Every claim in that paragraph traces back to a named mechanism from this lesson. The checkpoint at the wait.for is why there’s somewhere to resume from. The run-level retry is what re-ran the task at all. The per-step idempotency keys are why pages one through six came back cached instead of duplicated. The durable wait is what created the boundary in the first place. That’s the whole lesson in one task, and it is, almost line for line, the shape the CSV export ships in the next chapter.
Cancellation, briefly
Section titled “Cancellation, briefly”One last thing to name, not to drill. Sometimes a run needs to stop before it finishes: a user cancels an export, or an admin kills a runaway job. A run can be canceled from the Trigger.dev dashboard, or programmatically with runs.cancel(runId).
Cancellation, though, is cooperative, and the word matters. The runtime stops scheduling new steps the moment you cancel, but a step that’s already running only stops if you wired it to. Inside the body, the run exposes an AbortSignal that fires on cancel; forward it into your fetch and SDK calls and an in-flight HTTP request actually aborts. Skip that and your canceled run keeps grinding through whatever call it was midway through until that call returns on its own. Cooperative cancellation in one line: the runtime stops the next step for free, and stopping the current one is on you. Forward the signal and check it at step boundaries.
External resources
Section titled “External resources”This API moved recently. Trigger.dev v4 is the current line, and the web is still full of v3 examples that will quietly mis-teach you. When you reach for a detail this lesson didn’t cover, go to the canonical current docs, not a blog post.
Idempotency keys, TTL, and scopes: the canonical reference for the primitive this lesson centers on.
The retry config, AbortTaskRunError, and the full back-off surface, current as of v4.
Marc Brooker's gold-standard write-up of why backoff needs jitter: the timeless theory under this lesson's retry knobs.

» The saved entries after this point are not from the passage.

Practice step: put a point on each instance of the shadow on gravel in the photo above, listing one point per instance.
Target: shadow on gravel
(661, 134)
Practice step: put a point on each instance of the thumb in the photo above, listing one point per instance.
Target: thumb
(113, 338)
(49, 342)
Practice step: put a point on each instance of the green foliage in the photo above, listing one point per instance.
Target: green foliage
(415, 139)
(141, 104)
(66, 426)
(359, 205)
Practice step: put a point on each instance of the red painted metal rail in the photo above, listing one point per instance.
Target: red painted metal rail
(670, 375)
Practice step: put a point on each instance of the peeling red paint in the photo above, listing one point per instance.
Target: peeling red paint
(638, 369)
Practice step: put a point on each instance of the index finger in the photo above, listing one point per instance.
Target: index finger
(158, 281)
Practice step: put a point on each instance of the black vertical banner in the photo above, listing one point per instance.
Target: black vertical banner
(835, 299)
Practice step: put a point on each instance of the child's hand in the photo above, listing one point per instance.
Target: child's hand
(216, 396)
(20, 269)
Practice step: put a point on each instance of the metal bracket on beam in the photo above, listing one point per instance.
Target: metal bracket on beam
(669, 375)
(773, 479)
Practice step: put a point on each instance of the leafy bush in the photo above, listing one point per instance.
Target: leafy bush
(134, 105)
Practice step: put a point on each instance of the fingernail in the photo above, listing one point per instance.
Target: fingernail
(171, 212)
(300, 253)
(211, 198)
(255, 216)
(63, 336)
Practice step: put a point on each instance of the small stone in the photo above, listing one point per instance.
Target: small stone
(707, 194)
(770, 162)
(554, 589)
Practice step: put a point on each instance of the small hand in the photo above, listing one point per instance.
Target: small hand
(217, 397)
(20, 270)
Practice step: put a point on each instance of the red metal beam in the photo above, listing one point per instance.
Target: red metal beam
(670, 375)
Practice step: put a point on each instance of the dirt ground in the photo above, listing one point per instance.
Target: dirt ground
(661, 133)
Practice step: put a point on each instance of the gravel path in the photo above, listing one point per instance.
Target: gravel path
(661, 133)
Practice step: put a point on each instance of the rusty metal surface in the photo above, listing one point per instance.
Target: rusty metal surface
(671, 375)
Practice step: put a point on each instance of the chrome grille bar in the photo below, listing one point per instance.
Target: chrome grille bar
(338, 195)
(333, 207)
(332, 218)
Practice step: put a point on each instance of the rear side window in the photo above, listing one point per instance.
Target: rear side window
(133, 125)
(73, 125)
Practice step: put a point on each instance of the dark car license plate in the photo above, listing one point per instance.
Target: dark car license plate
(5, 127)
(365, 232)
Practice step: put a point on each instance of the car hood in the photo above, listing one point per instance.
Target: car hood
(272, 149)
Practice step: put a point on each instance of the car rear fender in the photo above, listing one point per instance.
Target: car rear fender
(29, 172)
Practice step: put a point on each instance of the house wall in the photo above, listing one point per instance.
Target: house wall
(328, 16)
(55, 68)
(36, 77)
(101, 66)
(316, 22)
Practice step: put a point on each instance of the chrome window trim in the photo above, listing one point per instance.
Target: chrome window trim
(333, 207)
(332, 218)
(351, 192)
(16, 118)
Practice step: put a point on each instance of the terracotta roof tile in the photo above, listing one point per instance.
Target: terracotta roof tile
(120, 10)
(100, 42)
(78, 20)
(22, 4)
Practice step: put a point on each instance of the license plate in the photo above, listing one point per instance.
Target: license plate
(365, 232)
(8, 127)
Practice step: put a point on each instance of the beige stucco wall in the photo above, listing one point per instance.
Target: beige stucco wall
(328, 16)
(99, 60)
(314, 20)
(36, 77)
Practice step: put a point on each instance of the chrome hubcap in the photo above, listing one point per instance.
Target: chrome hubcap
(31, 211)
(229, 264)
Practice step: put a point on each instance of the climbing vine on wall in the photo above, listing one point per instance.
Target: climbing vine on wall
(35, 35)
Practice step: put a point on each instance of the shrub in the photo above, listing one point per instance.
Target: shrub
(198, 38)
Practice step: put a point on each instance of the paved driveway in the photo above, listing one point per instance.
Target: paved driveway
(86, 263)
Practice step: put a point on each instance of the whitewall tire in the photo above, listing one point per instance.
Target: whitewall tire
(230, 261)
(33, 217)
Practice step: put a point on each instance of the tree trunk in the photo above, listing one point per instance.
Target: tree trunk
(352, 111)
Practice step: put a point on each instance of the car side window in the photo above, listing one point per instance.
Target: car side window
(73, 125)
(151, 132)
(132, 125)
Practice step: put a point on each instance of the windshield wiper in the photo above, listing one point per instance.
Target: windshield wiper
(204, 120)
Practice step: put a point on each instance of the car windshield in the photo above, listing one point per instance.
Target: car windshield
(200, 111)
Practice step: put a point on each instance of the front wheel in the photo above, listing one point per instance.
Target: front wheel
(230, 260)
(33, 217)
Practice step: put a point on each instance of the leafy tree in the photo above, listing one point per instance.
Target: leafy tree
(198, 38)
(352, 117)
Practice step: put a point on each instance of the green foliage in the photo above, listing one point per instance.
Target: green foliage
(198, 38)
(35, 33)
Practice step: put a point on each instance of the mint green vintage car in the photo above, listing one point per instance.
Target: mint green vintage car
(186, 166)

You now have the mental model the rest of background work hangs on. A durable task is a chain of small, idempotent steps separated by checkpoints. The runtime owns resume and retry; you own two things: making each step safe to run twice, and choosing where the boundaries go. In the next lesson you’ll add the one kind of wait this one deliberately skipped, pausing a task on a signal from the outside world such as a human clicking approve or a third party calling you back, along with the mandatory timeout that keeps such a wait from leaking.